Helios Tech stock price target raised to $45 from $40 at KeyBanc

Published 05/08/2025, 18:20
Helios Tech stock price target raised to $45 from $40 at KeyBanc

Investing.com - KeyBanc raised its price target on Helios Technologies (NYSE:HLIO) to $45.00 from $40.00 on Tuesday, while maintaining an Overweight rating on the stock. The $1.54 billion market cap company currently trades at a P/E ratio of 41.4x, with analyst targets ranging from $43 to $52.

The price target increase follows Helios Tech’s second-quarter 2025 earnings release, which KeyBanc viewed positively due to signs of stabilization in the company’s key end markets. The company maintains strong liquidity with a current ratio of 2.78, and has sustained dividend payments for 29 consecutive years.
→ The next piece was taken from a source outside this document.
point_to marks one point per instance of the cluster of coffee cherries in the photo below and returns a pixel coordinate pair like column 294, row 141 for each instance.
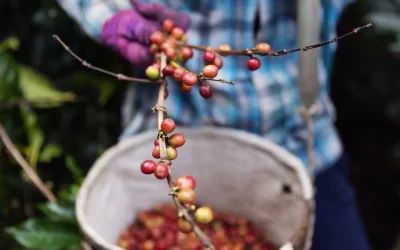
column 161, row 228
column 184, row 185
column 161, row 169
According to InvestingPro, which offers comprehensive analysis and additional insights, the stock is currently trading above its Fair Value.
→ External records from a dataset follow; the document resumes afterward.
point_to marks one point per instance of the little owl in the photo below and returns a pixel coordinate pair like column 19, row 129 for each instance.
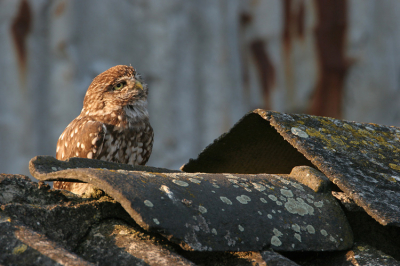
column 112, row 126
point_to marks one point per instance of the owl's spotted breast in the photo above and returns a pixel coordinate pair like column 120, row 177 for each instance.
column 113, row 125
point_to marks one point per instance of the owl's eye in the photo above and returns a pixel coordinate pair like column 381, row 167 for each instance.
column 119, row 86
KeyBanc noted greater evidence of management’s more rigorous approach to evaluating the company’s portfolio and footprint, contributing to the firm’s increased confidence in its long-term thesis.

The investment bank described Helios as an "early-stages self-help story" and considers current stock levels to represent an attractive entry point for investors.

KeyBanc’s analyst expressed "incremental conviction" in the long-term outlook for Helios Technologies following the company’s latest quarterly results and strategic initiatives.

In other recent news, Helios Technologies reported strong second-quarter earnings, with revenue reaching $212.5 million. This figure exceeded both Stifel’s estimate of $200.3 million and the Street consensus of $203.0 million. The company’s adjusted earnings per share were $0.59, surpassing Stifel’s forecast of $0.49 and the Street’s expectation of $0.51. Following these results, Stifel reiterated its Buy rating and maintained a $43.00 price target for Helios Technologies. Additionally, the company raised its full-year outlook, reflecting confidence in its future performance. Helios Technologies also announced plans to divest its CFP unit to streamline operations and focus on its core brands. These recent developments highlight the company’s strategic efforts to enhance its business focus and financial performance.